Ball-built asteroid hunter going back to work
Last Updated: 14:13 August 22, 2013
Launched in December 2009, Ball Aerospace built the WISE BCP-300 spacecraft bus under contract to NASA's Jet Propulsion Laboratory. During its original 10-month operation, the mission collected more than 2.7 million images taken at four infrared wavelengths of light, capturing everything from nearby asteroids to distant galaxies.
After completing WISE's primary science mission, it began a four-month mission with the primary purpose of hunting for more asteroids and comets. The mission's discoveries of previously unknown objects include 21 comets, more than 34,000 asteroids in the main belt between Mars and Jupiter, and 135 near-Earth objects.
The renewed mission again will focus on detecting near-Earth objects that may be of importance for identification and detection of asteroids for future NASA missions.

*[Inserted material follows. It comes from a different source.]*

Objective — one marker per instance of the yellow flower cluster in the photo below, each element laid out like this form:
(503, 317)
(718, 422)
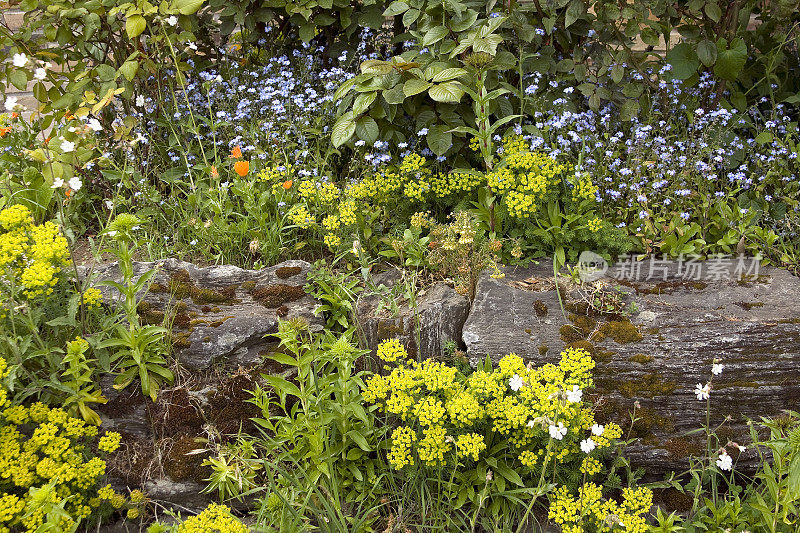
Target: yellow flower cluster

"The multiple repurposing of WISE is proving to be much like Ball's Deep Impact spacecraft," said Jim Oschmann, vice president and general manager for Ball's Civil Space & Technology business unit. "You expect a satellite to complete its initial mission, and then when it remains healthy it makes sense to further utilize the spacecraft for additional research and discovery."
WISE observations have led to numerous discoveries, including the elusive coolest class of stars, the first known "Trojan" asteroid to share the same orbital path around the sun as Earth, and locations of supermassive black holes throughout the universe called blazars.